Глядя на заросший крапивой и малинником пригородный лес, Катя пыталась разобраться в сумятице своих мыслей и ощущений. Вроде бы, после серии полученных от Мастера щелчков по носу она не должна была питать к нему тёплых чувств, но тогда какой чёрт сдёрнул её с места и погнал в Первомайский? Откуда взялся накативший на Катю при известии о предстоящей «дуэли» мандраж? И чем можно было объяснить то, что Катя за прошедшие три дня, к своему удивлению, попросту соскучилась по Мастеру? Ведь не испытанными же в ту ночь, которую она провела в его постели, тремя оргазмами подряд? У Кати, в отличие от некоторых, всегда голова управляла телом, а не наоборот!

Неужели она настолько попала под власть его дьявольского обаяния, подсела на него, как на наркотик?

— Значит, сорока наша на хвосте весть принесла, — услышала Катя, едва войдя во двор. Мастер, с бутылкой в руке, сидел на бревне возле забора, под старой, наполовину высохшей яблоней. Немногими зелёными ветвями, потрескавшимися и узловатыми, будто старушечьи руки, яблоня продолжала упрямо цепляться за жизнь. — А про то, что тебе здесь сегодня делать нечего, сорока не протрещала?

— Ещё как протрещала! — заступилась за Лилит Катя. — Но я не поверила.

— Что и следовало доказать, — прикуривая сигарету и выпуская облако сизого дыма, проронил он. — Стоило тебе запретить приезжать, как ты тут же примчалась.

— Прикажешь убираться восвояси? — резко спросила Катя.

— Да ладно уж, приехала так приехала. Не могу же я допустить, чтобы ты в такую даль попусту смоталась! Пошли в дом.

В дверях Мастера заметно покачнуло, и он, чтобы сохранить равновесие, схватился рукой за косяк. Катя поняла, что Мастер пьян.

— А вообще, Катюха, это страшно — никогда не ошибаться, — опускаясь в кресло, поделился он и единым глотком прикончил бутылку. — Кто не ошибается никогда, тот ошибается один раз. Как сапёр.

— Ты боишься ошибиться?

Вместо ответа Мастер с ловкостью, достигнутой годами тренировок, надрезал пластиковую пробку следующей бутылки и щедро плеснул вина в два не блещущих чистотой стакана.

— Нет, — почти выплюнул он, разорвав, наконец, повисшее в комнате напряжённое молчание. — Не боюсь. Я никогда не ошибаюсь. Давай, Катюха, выпей со мной в честь завершения картины.
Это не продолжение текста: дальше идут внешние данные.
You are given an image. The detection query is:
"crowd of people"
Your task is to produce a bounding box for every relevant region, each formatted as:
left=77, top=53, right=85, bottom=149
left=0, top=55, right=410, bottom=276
— Когда же ты успел её закончить? — удивилась Катя. Мастер улыбнулся:

— Трое суток — это семьдесят два часа, а за семьдесят два часа можно успеть и не такое. Можно успеть напиться, протрезветь, опохмелиться и напиться снова. Или родиться, прожить и умереть.

То, что Мастер изобразил в роли Антихриста себя, не явилось для Кати неожиданностью. Неожиданным и настораживающим было другое — торопливая схематичность этого образа, кажущаяся вдвойне нарочитой в сравнении с предельно детализированной Мученицей, и за этой схематичностью, за небрежностью размашистых мазков виделось очень многое — подчёркнутое высокомерие, спешка, горячечное возбуждение, отчаянная решимость и даже, как на мгновение показалось Кате, страх. Во всём облике Антихриста чувствовалась какая-то пугающая противоестественность, иррациональность, вызывающая куда более сильный наплыв смятенных эмоций, чем наивные ужасы библейской фантасмагории.

Наконец, Катя догадалась, в чём тут дело — в тени, точнее, в несоответствии между Антихристовой фигурой и его тенью, упавшей на пылающий у его ног обречённый мир. Грозный, яростный Антихрист с занесённым огненным мечом — и перекошенная, деформированная, агонизирующая в чёрном пламени тень.

И — устремлённый на Антихриста взгляд до сих пор не сломленной, всё ещё верящей во что-то Мученицы. И — кровавые слёзы на его искажённом гневом и, как ни странно, страданием лице.

«Что это значит?» — одними глазами спросила Катя. Охватившее Катю чёрное пламя смутных, полуосознанных предчувствий вряд ли позволило бы раскрыться губам, чтобы вытолкнуть наружу эти три коротких слова, но сейчас можно было обойтись и без слов.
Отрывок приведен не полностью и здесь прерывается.